Over the past two decades, shareholders have tried everything from friendly letters to proxy battles in efforts to shake the company into action. In November of 2000, institutional holder Franklin Mutual Advisers LLC, owner of nearly 10 percent of the stock, opposed the re-election of Farmer Brothers’ board. Franklin claimed that the “management and ownership structure are more akin to a closely-held family operation than to a publicly-held corporation.”

Franklin lost the vote.

Activist involved

This time, Farmer has attracted the attention of a shareholder activist who has shown a knack for moving intransigent boards.

“I have been encouraged by more than one investor to review the situation,” said Gary Lutin, an investment banker and corporate governance expert.

Lutin wouldn’t say what he planned to do, or which Farmer Brothers shareholders had contacted him. But in the past he’s started out by conducting shareholder “forums” that puts pressure on the management of companies, including Dun & Bradstreet and Amazon.com.

Lutin characterizes these meetings as friendly, but they typically turn adversarial. His involvement has helped place dissident directors on the boards of Lone Star Steakhouse and Willamette Industries, whose management eventually gave in to a hostile takeover bid by Weyerhaueser Corp. (Lutin said he’s spent more than he’s gained from these activities.)

Eric Von der Porten, manager of Leeward Investments in San Carlos, has participated in Lutin-chaired forums and said even proposing such a meeting can be effective. “It lets the company know shareholders are interested and watching,” he said.

Clues into a potential dissident strategy may lie with the case of National Presto Industries, a Wisconsin-based housewares maker. Starting with a Lutin-sponsored shareholder forum three years ago, investors began pressuring the father-daughter team running the company to conform to the requirements of the Investment Company Act of 1940.

The act requires companies with more than 40 percent of their assets (excluding cash and government securities) in investment securities to be classified as investment companies, with independent boards and professional fund managers overseeing their investment pool.

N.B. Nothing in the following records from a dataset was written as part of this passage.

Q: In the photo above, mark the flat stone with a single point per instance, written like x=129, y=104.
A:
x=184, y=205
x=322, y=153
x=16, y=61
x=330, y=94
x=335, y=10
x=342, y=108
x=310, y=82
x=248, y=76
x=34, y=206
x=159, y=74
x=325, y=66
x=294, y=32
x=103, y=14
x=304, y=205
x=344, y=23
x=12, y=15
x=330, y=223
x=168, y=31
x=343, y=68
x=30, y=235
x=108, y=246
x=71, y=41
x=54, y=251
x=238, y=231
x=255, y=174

Like National Presto, Farmer Brothers has a lot of investment securities. Lutin puts the number at $132 million, or 52 percent of the company assets that are subject to the rule.

While securities lawyers say it’s not a simple leap from the formula to an investment-company classification, last week the Securities and Exchange Commission notified National Presto that it was considering enforcement action under the 1940 act.

Indeed, Farmers can be looked at as two different companies one, an investment fund with $279 million in cash and liquid assets; the other, a profitable coffee business with $215 million in annual sales and net income of $36 million in 2001.

“It’s possible one of the reasons the combined company stock is trading at such a significant discount to its apparent value is that it lacks that regulatory oversight of the $279 million,” Lutin said.

Crowe said he and his family have long searched for ways to resolve their dispute with the Farmers including the suggestion that Farmer take the company private all to no avail. “I’ve offered to meet with them and they’ve basically stonewalled me,” he said. “I think they’re using this lack of liquidity to take advantage of us.”